Kuzey yarımkürede havaların soğumasıyla birlikte Covid-19 pandemisinin korkulan 2.dalgası kapıyı çaldı bile. Ülkemizde ve Avrupa’nın neredeyse tüm coğrafyalarında vaka sayıları her geçen gün artıyor. Çin, Güney Kore, Küba gibi salgınla başarılı mücadele pratiklerini, Tayvan, Avustralya, Yeni Zelanda gibi virüsün yayılımını engellemek için ada konumunun avantajından da yararlanan örnekleri bir yana bırakırsak, virüsle mücadele açısından önümüzde zor bir kış bulunduğu görülüyor.

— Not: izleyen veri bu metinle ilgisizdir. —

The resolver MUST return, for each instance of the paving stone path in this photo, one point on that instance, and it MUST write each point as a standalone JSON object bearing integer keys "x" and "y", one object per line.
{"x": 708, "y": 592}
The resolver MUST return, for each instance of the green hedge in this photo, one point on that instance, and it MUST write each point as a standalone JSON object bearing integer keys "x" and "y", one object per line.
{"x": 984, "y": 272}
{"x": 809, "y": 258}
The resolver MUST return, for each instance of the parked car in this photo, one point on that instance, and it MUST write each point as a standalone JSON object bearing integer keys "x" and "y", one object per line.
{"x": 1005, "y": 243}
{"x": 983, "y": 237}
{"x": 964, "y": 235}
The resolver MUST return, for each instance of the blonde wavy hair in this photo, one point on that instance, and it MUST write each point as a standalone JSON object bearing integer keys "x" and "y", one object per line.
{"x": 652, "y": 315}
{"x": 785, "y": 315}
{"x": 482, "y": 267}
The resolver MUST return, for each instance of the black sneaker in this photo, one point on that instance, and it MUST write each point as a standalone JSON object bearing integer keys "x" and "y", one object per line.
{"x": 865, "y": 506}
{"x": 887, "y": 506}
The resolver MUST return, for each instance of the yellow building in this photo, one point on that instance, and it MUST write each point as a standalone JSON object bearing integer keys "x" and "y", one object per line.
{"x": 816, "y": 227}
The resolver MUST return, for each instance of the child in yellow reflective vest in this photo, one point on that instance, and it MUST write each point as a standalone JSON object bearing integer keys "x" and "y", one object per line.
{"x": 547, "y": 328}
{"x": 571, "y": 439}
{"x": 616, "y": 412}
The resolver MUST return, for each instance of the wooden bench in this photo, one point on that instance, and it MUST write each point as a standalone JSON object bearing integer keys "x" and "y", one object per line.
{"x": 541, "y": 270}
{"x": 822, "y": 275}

Salgının ekonomiye yansımalarının da öngörülenden uzun erimli olacağı anlaşılıyor. 2020’nin ilk çeyreğindeki kapanmaların ardından yaz aylarında belli bir ivme kazanan ekonomik aktivitenin yılın son çeyreğinde hız kestikten sonra, durgunluğun 2021’in ilk yarısına da sarkacağı düşünülüyor. IMF’nin, hafta sonu gerçekleşen G-20 liderler zirvesine hazırladığı bilgi notunda küresel ekonominin 2021 sonunda dahi 2019’un üretim düzeyine ulaşılamayacağı tahmin ediliyor. En son Avrupa Komisyonu Avro bölgesinin 2021 büyüme beklentisini yüzde 6.1’den yüzde 4.2’ye indirdi. Ayrıca, Türkiye’nin de dahil olduğu G-20’nin gelişmekte olan ülkelerinde kişi başına gelirlerin, gelişmiş ülkelere göre daha keskince gerilemesi öngörülüyor.

Fransa ve İspanya’da başlayan, zamanla diğer Avrupa ülkelerinde de uygulamaya giren kapanmaların lokanta, kafe ve alışveriş merkezleri başta gelmek üzere hizmetler sektörünü tamamen felç edeceği ortada. Bilindiği gibi oldukça gecikmeli de olsa Türkiye de kapanma ve kısıtlamaları devreye soktu.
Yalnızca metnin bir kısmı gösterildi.